Lärmimmissionen sind bei mir an der Schipfe eine stetige Thematik, interessanterweise fühle ich mich in Kenia eher gestört als an der Schipfe. Da merke ich wieder, wie stark eine empfundene Einschränkung durch seine eigenen Interessen beeinflusst wird. Da ich selbst gerne einen Wein draussen an der Schipfe geniesse, stören mich die manchmal lauten Menschen an der Schipfe mit Musik und Alkohol nicht. – Die Freikirche neben mir in Kenia, welche sehr oft und sehr laute Gottesdienste abhält, lässt mich hingegen an die Grenzen meiner Geduld kommen, da ich selbst keine Gottesdienste besuche.
Vom Wert des Wassers
Der wohl frappanteste Unterschied ist die Wasserversorgung. Wo in der Altstadt an manchen Brunnen Quellwasser von so hoher Qualität sprudelt, dass es in Flaschen abgefüllt verkauft wird, gibt es in Golini keine Brunnen, sondern Wasserlöcher und das Wasser muss abgekocht oder gefiltert werden, bevor es getrunken werden kann.
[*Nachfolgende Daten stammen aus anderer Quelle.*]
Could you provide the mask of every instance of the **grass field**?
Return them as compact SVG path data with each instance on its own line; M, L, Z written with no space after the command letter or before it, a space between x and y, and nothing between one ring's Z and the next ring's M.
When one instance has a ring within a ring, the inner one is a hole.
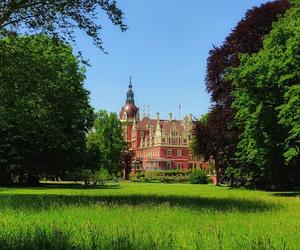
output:
M300 249L299 193L191 184L0 188L0 249Z

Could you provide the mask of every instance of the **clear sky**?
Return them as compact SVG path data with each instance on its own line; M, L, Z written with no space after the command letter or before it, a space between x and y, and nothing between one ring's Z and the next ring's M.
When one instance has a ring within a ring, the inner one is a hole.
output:
M132 75L136 105L150 105L166 118L199 117L208 111L206 60L247 9L263 0L118 0L129 29L122 33L106 18L102 37L108 55L79 35L78 48L92 67L86 88L96 109L119 113Z

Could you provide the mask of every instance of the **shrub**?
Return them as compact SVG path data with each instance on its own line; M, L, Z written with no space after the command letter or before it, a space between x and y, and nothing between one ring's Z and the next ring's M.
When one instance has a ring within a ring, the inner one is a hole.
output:
M189 179L192 184L207 184L209 182L207 174L201 169L191 172Z
M179 170L158 170L147 171L130 175L133 182L156 182L156 183L174 183L188 182L189 173Z

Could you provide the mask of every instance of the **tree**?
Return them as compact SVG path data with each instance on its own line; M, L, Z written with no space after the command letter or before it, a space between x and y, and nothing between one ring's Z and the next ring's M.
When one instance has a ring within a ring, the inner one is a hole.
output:
M212 108L208 113L205 127L196 127L205 131L194 130L194 133L196 138L199 134L208 133L208 137L199 139L197 144L200 147L200 144L205 141L208 146L203 146L203 150L208 151L202 153L216 157L216 169L221 169L221 172L224 172L228 166L238 164L235 161L235 151L240 134L239 128L233 124L235 110L231 107L234 100L232 80L225 76L230 67L239 66L240 53L252 54L260 50L264 36L272 29L272 23L290 6L288 0L278 0L248 10L223 45L213 47L209 52L206 87L211 94ZM217 166L219 161L221 165Z
M112 0L2 0L0 36L20 32L44 33L74 42L75 29L83 30L103 50L98 13L104 11L113 24L125 31L123 13Z
M119 169L122 172L122 177L125 180L129 180L129 174L131 172L131 163L133 159L133 153L129 150L123 150L119 161Z
M300 7L273 25L263 49L241 55L234 82L241 162L254 166L259 185L291 188L300 181Z
M225 167L231 161L227 158L228 155L233 155L235 150L235 132L227 126L228 120L226 120L232 120L231 115L230 108L212 109L197 121L193 128L192 151L195 155L203 156L206 161L214 161L217 184L221 180Z
M0 58L2 183L76 167L94 117L71 47L44 35L6 38Z
M96 113L87 146L98 147L102 155L100 168L107 169L109 174L117 174L121 153L127 144L123 136L123 124L115 113L107 113L104 110Z

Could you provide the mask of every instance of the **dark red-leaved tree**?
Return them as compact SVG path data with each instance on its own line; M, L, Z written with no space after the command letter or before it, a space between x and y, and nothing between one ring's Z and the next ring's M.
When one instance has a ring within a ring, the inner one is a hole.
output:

Auf meinem Abendspaziergang begegne ich keinen Apéro trinkenden Menschen bei einem Brunnen, wie
an der Stüssihofstatt oder auf dem Predigerplatz, sondern Frauen und Kindern, die Wasser in Kanister füllen, weil sie zu Hause keinen Wasseranschluss haben. Doch ob Brunnen oder Wasserloch, an beiden Wasserspendern treffen sich die Menschen aus dem Umkreis und reden und lachen miteinander. Wasser entfaltet seine anregende und energetische Wirkung auf der ganzen Welt.
Ich selber geniesse es, das Wasser direkt vom Brunnen trinken zu können, in vollen Zügen bis anfangs November, wenn ich meine Koffer wieder packe und nach Golini zurückkehre. Vielleicht treffe ich die einen oder anderen Altstadt-Kurier-Lesenden an einem Brunnen oder auf der Gasse für einen Austausch über die verschiedenen Welten auf unserem Planeten.
Nadine Wenzinger
Unsere Gastschreiberin
Nadine Wenzinger (1976) ist in Zürich aufgewachsen, wo sie eine Detailhandelslehre absolvierte. Sie holte die Berufsmatur nach und studierte berufsbegleitend an der Fachhochschule Olten Angewandte Psychologie, mit Bachelor-Abschluss 2015. Sie war im Bereich Digital Marketing tätig und liess ein zweijähriges Masterstudium in Business Administration an der ZHAW folgen.
2022 startete sie einen dreijährigen Arbeitseinsatz über die Nonprofit-Organisation Comundo bei der Kenya School for Integrated Medicine, im Bereich Organisationsentwicklung und Marketing. – Die Mutter eines erwachsenen Sohnes wohnt seit 2014 an der Schipfe. Sie engagiert sich als Mietschlichterin beim Mieterverband. Und sie reist gern.